Harper will play down harmony with Bush

Sommet de Montebello - 20 et 21 août 2007



Will Stephen Harper have the guts to take on George W. Bush at the three amigos summit? Or will he collapse like a multilayered sponge cake?
If President Bush follows script, he will roll in to Montebello, crack that big Texas smile, do the chummy Hey Steve routine, and invite one and all to come Waltzing Matilda.
The buddy-buddy shtick is the Bush style with foreign leaders. He tried it with Vladimir Putin, the Russian strongman. Vlad the Impaler didn't buy in. He tried it with British leader Gordon Brown at Camp David. The Brit kept his distance, didn't don any Ban-Lon shirts - and was hailed by his country's media for not doing a major suck-up number in the mode of his unctuous predecessor.
At Montebello, the plan is for Mr. Harper to be cool and businesslike. An official familiar with the briefing notes prepared for the PM says he will disagree with the President on the contentious issue of the barricading of the Canada-U.S. border.
Passports, guns and more walls along the 49th parallel are coming our way, all courtesy of what one foreign diplomat uncharitably refers to as Mr. Bush's Department of Homeland Stupidity.
The further we get from 9/11 the more the paranoia in that department intensifies. An Ottawa-backed plan for inland pre-clearance to expedite border crossings has been rejected. The likely consequence will be delays that could significantly curtail commerce.
Mr. Harper, according to the briefing notes, will tell the President his border policy will hurt not only the two economies, but also the comfortable relationship between the two peoples. The message will be to leave the innocent traveller alone.
On the question of the Security and Prosperity Partnership, no big-bang announcements are planned, just technical advances. Though Washington may wish to significantly harmonize security and economic approaches, for the majority of Canadians, that dog won't hunt.

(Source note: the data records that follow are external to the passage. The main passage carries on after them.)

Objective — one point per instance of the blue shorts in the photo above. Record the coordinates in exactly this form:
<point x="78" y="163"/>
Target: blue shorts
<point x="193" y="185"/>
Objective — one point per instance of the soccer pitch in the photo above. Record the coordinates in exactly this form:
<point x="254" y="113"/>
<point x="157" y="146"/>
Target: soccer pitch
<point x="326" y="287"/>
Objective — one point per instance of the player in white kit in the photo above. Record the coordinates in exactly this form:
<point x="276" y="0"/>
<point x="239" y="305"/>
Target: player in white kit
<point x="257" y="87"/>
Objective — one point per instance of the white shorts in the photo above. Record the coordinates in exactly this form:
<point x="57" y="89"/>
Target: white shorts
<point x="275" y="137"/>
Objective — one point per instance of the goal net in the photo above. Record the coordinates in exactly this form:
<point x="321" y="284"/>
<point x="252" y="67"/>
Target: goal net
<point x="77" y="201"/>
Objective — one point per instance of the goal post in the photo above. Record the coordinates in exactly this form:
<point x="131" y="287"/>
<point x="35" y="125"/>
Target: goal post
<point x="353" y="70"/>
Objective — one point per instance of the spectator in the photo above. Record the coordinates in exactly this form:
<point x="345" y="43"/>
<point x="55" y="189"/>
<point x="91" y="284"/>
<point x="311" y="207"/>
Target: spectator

Harmony is not what they have in mind with a presidency widely viewed as the worst since Warren Harding ushered in the honky-tonk twenties by running the White House like a distillery one day, a casino the next.
Politically, Mr. Harper can't be seen as getting too close to the Bush brigade. Conjures up images of stepping into a black helicopter. On this side of the border there are still some outdated advocates of ever-increasing continental integration. They forget that the galaxy - with China, India, Russia, Brazil becoming giant new players - has changed. Mr. Harper is starting to see the world in a broader context.
Wisely so.
That said, don't expect him to stiff-arm the President. The two leaders are, after all, conservative brethren and, for the good or bad of their parties, allowances must be made. The Prime Minister will not challenge this President as John Diefenbaker challenged John Kennedy on nuclear warheads, as Lester Pearson challenged Lyndon Johnson on Vietnam, as Pierre Trudeau pressed Ronald Reagan on a Cold War thaw, as Jean Chrétien challenged GWB on Iraq, or as R. B. Bennett dodged the decidedly unpopular Herbert Hoover in the dirty thirties. Mr. Bennett, no box-office bonanza himself, refused to have his picture taken with the Depression president.
Certainly a case could be put forward that Mr. Harper should follow the lead of some of his testy predecessors. Few presidents in history have a worse record on bilateral affairs or have been more inimical to Canada's multilateral interests. As well as ramping up the border, the Bush administration undermined free trade with its handling of the softwood lumber issue. Its debt-laden approach to economic management imperils our economic stability. The President, who ignored Canada in his famous post-9/11 speech to Congress, has scorned numerous multilateral treaties to which we have adhered. His diversion of military resources to Iraq has hamstrung the prospects for the progress of our troops in Afghanistan.
When the 43rd President sports his aw-shucks grin, the Prime Minister, who is judiciously spending more time at the summit with the third amigo, Felipe Calderon of Mexico, must bear this record in mind.
The charm masks a lot. Best to remember, with respect to Mr. Bush or, even better, Dick Cheney, what Churchill once said of Stanley Baldwin. "He occasionally stumbled over the truth but hastily picked himself up and moved on as if nothing had happened."
A lot has happened under these guys. Nothing to occasion smiles in Montebello.